Beitrag von Christel_Inter »

Bibel – Gott – Religion und die Menschen!

Im Folgenden beziehe ich mich allein auf die christliche und jüdische Umgebung, weil ich mich da am besten auskenne. Ich weiß inzwischen aber auch, dass selbst der Islam ganz dicht in einer ähnlichen Beziehung Mensch-Religion lebt und wirkt – es sind viel zu viele Gemeinsamkeiten.
Das hier soll der Versuch sein, anhand von Begriffen mit dem Wahnsinn aufzuräumen, mit dem die unbelehrbaren Superfrommen aber auch die Spötter die Welt in Ordnung halten wollen.
Und ich als Autor dieses Textes hier bezeichne mich selbst als fröhlich fromme Christin.
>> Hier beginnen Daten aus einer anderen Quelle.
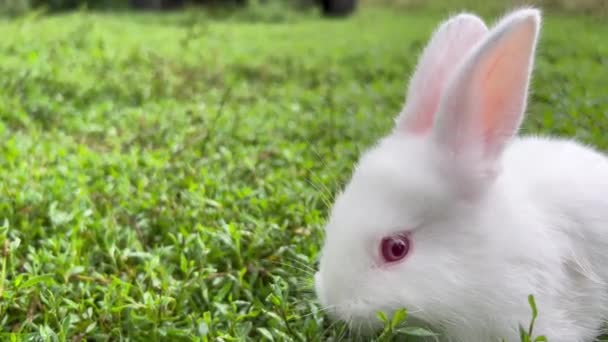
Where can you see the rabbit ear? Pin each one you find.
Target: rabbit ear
(484, 102)
(448, 46)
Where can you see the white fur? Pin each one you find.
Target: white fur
(493, 217)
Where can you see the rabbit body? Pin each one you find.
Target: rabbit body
(484, 218)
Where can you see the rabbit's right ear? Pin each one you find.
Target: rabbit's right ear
(450, 43)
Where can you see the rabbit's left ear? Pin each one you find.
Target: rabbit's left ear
(485, 100)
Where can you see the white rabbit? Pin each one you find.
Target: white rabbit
(458, 220)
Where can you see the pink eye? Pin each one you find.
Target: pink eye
(395, 248)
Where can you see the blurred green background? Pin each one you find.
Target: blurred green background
(167, 175)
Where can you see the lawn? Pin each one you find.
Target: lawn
(167, 177)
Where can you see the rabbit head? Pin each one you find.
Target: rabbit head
(410, 229)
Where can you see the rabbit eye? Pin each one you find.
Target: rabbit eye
(395, 248)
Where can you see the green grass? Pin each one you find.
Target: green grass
(168, 177)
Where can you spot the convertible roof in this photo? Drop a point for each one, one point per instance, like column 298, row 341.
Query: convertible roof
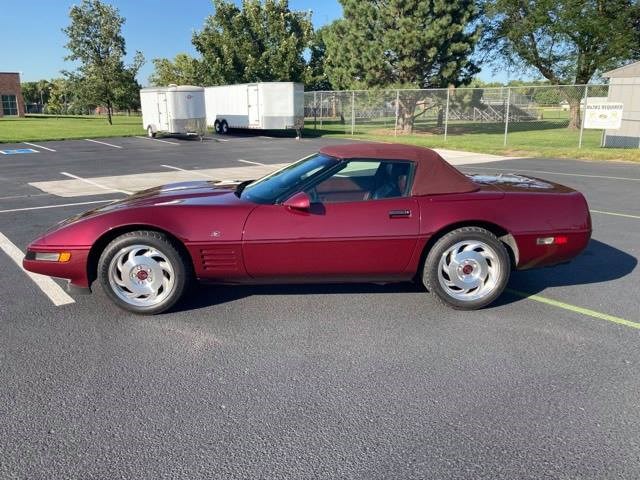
column 433, row 174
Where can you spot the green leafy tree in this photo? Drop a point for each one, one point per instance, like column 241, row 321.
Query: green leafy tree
column 96, row 42
column 36, row 92
column 261, row 41
column 182, row 70
column 316, row 76
column 30, row 92
column 565, row 41
column 59, row 96
column 404, row 44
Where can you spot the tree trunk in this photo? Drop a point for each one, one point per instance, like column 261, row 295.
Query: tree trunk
column 109, row 113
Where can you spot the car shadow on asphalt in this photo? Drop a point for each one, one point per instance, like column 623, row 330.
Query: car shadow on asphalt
column 598, row 263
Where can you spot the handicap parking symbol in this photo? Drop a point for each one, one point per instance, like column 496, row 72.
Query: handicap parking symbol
column 18, row 151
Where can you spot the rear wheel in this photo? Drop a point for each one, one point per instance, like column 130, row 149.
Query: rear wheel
column 467, row 268
column 143, row 272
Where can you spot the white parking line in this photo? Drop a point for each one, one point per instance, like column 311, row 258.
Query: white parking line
column 12, row 197
column 626, row 215
column 158, row 140
column 91, row 182
column 252, row 163
column 554, row 173
column 195, row 172
column 103, row 143
column 50, row 288
column 25, row 209
column 39, row 146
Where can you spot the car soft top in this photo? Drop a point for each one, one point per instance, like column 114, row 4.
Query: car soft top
column 433, row 176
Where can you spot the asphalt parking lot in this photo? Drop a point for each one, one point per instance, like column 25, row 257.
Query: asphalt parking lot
column 356, row 381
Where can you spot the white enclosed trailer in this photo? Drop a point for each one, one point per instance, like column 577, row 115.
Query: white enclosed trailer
column 263, row 106
column 173, row 109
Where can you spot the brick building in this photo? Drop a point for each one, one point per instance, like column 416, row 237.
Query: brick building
column 11, row 101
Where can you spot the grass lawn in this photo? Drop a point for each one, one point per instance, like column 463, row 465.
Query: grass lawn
column 40, row 128
column 545, row 138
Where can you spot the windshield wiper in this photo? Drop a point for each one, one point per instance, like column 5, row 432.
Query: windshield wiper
column 241, row 186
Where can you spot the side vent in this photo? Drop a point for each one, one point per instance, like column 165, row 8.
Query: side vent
column 221, row 259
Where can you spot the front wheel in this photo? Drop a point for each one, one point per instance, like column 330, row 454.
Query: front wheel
column 143, row 272
column 467, row 268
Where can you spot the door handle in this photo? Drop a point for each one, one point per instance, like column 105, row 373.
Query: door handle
column 399, row 213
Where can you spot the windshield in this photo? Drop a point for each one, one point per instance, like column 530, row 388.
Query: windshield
column 272, row 187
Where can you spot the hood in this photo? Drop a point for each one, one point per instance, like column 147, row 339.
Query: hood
column 198, row 192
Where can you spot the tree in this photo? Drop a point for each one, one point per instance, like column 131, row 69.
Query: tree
column 316, row 76
column 183, row 70
column 258, row 42
column 59, row 96
column 565, row 41
column 36, row 92
column 404, row 44
column 96, row 41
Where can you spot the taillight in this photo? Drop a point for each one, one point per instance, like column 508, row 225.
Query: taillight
column 557, row 240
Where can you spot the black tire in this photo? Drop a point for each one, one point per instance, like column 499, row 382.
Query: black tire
column 441, row 260
column 172, row 258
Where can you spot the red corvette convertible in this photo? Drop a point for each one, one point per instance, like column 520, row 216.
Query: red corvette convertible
column 351, row 213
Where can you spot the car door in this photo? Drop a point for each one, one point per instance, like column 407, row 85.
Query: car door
column 346, row 233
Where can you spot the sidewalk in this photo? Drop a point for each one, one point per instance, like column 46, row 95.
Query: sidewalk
column 457, row 157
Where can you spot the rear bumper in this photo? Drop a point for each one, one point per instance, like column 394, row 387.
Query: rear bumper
column 75, row 270
column 532, row 255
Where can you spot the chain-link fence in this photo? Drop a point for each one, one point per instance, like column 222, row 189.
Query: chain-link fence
column 514, row 117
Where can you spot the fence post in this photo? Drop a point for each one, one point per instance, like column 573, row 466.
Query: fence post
column 584, row 114
column 506, row 121
column 315, row 110
column 446, row 115
column 395, row 129
column 353, row 111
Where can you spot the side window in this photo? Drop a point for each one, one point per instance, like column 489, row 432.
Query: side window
column 362, row 180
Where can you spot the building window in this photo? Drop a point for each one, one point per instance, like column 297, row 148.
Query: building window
column 9, row 105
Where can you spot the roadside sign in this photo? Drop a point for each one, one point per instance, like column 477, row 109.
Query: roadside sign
column 17, row 151
column 604, row 115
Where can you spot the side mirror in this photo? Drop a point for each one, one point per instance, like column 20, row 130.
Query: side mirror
column 299, row 201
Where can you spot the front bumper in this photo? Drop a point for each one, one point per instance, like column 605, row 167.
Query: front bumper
column 74, row 270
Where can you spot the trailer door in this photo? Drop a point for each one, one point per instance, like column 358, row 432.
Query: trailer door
column 163, row 121
column 253, row 104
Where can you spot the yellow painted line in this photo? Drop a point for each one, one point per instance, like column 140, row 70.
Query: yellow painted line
column 626, row 215
column 575, row 309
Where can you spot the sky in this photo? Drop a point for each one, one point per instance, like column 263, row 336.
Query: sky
column 33, row 42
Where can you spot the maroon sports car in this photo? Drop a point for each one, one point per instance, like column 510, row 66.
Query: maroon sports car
column 351, row 213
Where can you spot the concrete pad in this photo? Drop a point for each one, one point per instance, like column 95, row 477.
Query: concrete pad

Bibel = Die Bibel ist zunächst einmal eine zufällige und menschengemachte Textsammlung. Da ist nichts vom Himmel gefallen und nichts von einem zentralen Schreibbüro diktiert worden. Was zu dem Werk mit dem Namen „Bibel“ (für „Bibliothek“) gehört war noch vor 2.000 Jahren alles andere als einheitlich. Je nach Standort der Synagogen-Gemeinden und dann auch in den ersten christlichen Gemeinde rund um das Mittelmeer gab es in dem Ragel mit den als Heilig angesehenen Schriftrollen unterschiedliche Sammlungen – es gab Gemeinsamkeiten und starke Abweichung. Erst spät wurde dann ein verbindlicher Kanon zusammengestellt. So sind von einzelnen Büchern die Texte verschollen, nur noch die Titel bekannt. Für eine Bibel hat NIE JEMAND auch nur einen Text geschrieben. - So ist zum Beispiel in den christlichen Bibel heute eine „Postkarte“ (Brief) an einen gewissen Philemon enthalten. Ein sehr persönlicher Brief von Paulus an diesen vornehmen Philemon. Es kann davon ausgegangen werden, dass Paulus diese Veröffentlichung untersagt hätte, wäre ihm das vorher mitgeteilt worden.
Die allermeisten Texte in der Bibel sind nachträglich notiert worden, nach einer Rede, nach einem länger zurückliegenden Geschehen, nach einem lange Weg durch das volkstümliche Erzählen (Tradieren). Es war so wichtig, dass es nicht verloren gehen sollte… den Schreiben war wertvoll und ein Privileg der Wenigen.
Die Texte der Bibel hatten und haben aus sich heraus zu keinem Zeitpunkt den Wert von „Gesetz“ oder „Anweisung“. Solche Gebote, Verbote, usw. werden mit teilweise erheblicher zeitlicher Verzögerung als Erkenntnisse und Beobachtungen berichtet. Es sind Glaubens-Aussagen für ihre Zeit, für ihre Umgebung in sozialem und geografischem Bezug. Einer Übertragung steht darum nichts im Wege, solange Individuen von Heute sich diesen Regelwerken unterwerfen mögen.
Allein der gesellschaftliche Zeitbegriff stellte sich bis etwa 1850 vollkommen anders dar. Allein der Begriff „wie immer“ ist heute nicht mehr nachvollziehbar. (siehe technische Entwicklungen des Alltags).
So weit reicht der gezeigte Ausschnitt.